FOX: First of all, now more than ever we need a tip to toe review of our fiscal situation—ranked near the bottom by the State Auditor—by an outside firm, as we did in 2012. The money we save from addressing special interest waste, fraud, and abuse should go toward rebuilding our retail economy, addressing parking, air quality, park space, beautification, and a reformed, community policing-based approach to public safety.

What measures should be taken to make Long Beach more business-friendly?

ALLEN: It is very difficult and costly to start a business in Long Beach. I would work to bring down the fees and make the process easier for new business owners. As we recover from COVID, we must ensure we keep our locally owned businesses that make Long Beach the city we love.

FOX: We need seriously to cut red tape, fees, and retail taxes to get competitive. Measure A has been devastating to small businesses, especially restaurants, even before the complete devastation of coping with the pandemic. We need to extend the business license late fee moratorium indefinitely and actually support businesses adapting to the new reality. I have also proposed a small business ombudsman to attract and groom new entrepreneurs to town.

Do you feel additional economic assistance is needed for Long Beach residents, business owners and property owners struggling due to the pandemic? What more should the City Council do?

ALLEN: Many people and businesses are struggling through no fault of their own. We need to help now instead of kick the can down the road. The city should implement protections and increase assistance to ensure residents can stay in their homes. The city should also work with businesses to limit their fees and implement creative solutions to help businesses thrive (like the parklets and open streets have done for restaurants).

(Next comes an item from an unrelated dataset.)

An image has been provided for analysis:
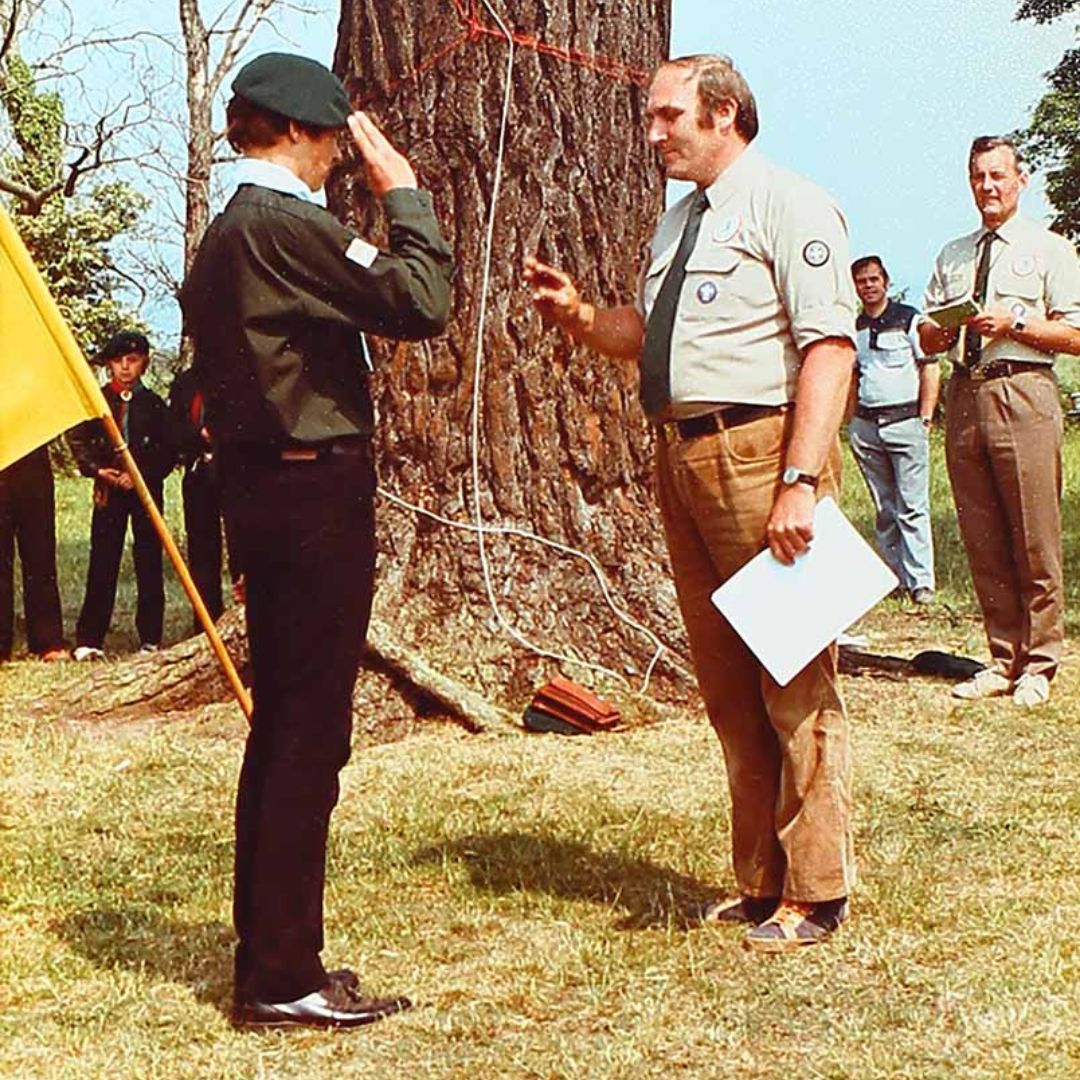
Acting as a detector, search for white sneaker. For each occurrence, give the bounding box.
[953,667,1012,701]
[1013,675,1050,708]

FOX: Absolutely!  Why are we back-filling budget deficits produced by inflated top city salaries rather than supporting our dying small businesses with our federal Covid funds? The city taxes small business to death, then protects itself while they burn and get looted.  Then it leaves them to the wolves during the pandemic, opening and closing them down with no guidelines or strategy and minimal to no support for moving outdoors.

What do you see as the housing needs of the City of Long Beach? How would you address these needs as a Council Member both in the Second District and from a citywide perspective?

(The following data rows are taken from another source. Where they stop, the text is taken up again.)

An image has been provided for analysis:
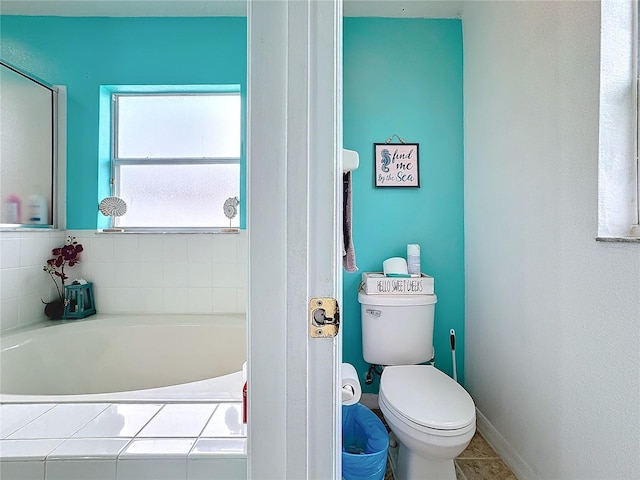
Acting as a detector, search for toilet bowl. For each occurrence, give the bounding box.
[378,365,476,480]
[358,290,476,480]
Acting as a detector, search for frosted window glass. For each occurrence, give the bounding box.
[116,94,241,158]
[117,164,240,227]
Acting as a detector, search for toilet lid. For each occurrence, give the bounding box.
[380,365,476,430]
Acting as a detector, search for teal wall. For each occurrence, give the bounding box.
[0,16,464,392]
[342,18,464,392]
[0,16,247,229]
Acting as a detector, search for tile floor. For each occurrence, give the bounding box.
[374,410,517,480]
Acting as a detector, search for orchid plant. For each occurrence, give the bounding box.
[42,236,83,302]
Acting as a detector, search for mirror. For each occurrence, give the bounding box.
[0,62,57,228]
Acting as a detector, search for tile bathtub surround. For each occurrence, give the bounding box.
[68,230,247,314]
[0,230,66,331]
[0,403,247,480]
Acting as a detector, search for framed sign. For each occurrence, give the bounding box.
[373,143,420,188]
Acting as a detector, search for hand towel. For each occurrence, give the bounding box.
[342,172,358,272]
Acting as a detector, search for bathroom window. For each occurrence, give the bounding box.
[598,0,640,242]
[111,92,242,230]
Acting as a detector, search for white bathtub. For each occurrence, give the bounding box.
[0,314,246,403]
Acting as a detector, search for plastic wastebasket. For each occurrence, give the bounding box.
[342,403,389,480]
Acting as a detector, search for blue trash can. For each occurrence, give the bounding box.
[342,403,389,480]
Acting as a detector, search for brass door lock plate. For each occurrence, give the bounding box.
[309,297,340,338]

ALLEN: The cost of housing is out of control. We need to implement inclusionary housing policies that increase affordable housing across the whole city. These policies must also be written to increase affordable units that are for sale to increase our home ownership rate, especially among black and brown communities.

FOX: I’m a believer in appropriately zoned grant and tax-incentive based affordable housing.  Designed right, these complexes can be beautiful and help reinvigorate depressed communities. I believe strongly in preserving the relationship between housing provider and tenant for mutual benefit, particularly to keep rents affordable. If we do not support our rental housing industry soon, it will collapse, which would be a social and economic disaster. I oppose gentrification development.

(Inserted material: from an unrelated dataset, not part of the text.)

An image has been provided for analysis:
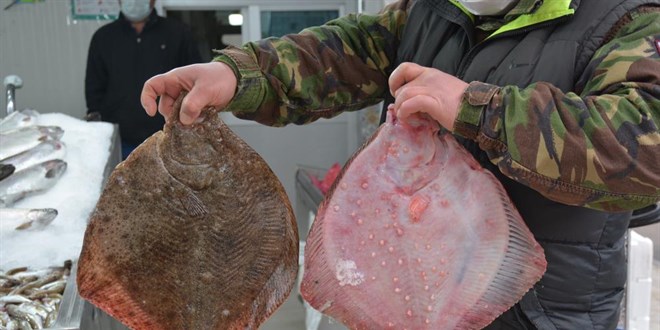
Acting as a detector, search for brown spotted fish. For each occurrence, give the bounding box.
[77,95,298,330]
[301,112,546,330]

Do you feel the Long Beach Police Department needs to undergo changes, and if so, what changes would you support? If not, why?

ALLEN: I have been speaking of the need for improvement at LBPD for years. We must reimagine our police force and reallocate funds to other agencies that are better able to handle social and mental health issues. Many calls should not have a response from an armed police officer. We must change the culture and policies to ensure police are held to a higher standard and bad cops are taken off the street.

FOX: I support Reallocate & Reform, rather than absolute defunding.  That means we go back to the community oriented policing model pioneered in the 1990s by Chief Batts. We need major retraining, resources to make it possible for officers actually to walk the blocks they patrol and get to know everyone personally, to reopen our substations to the public, and we need major CPCC and accountability reforms—basically, a new police commission.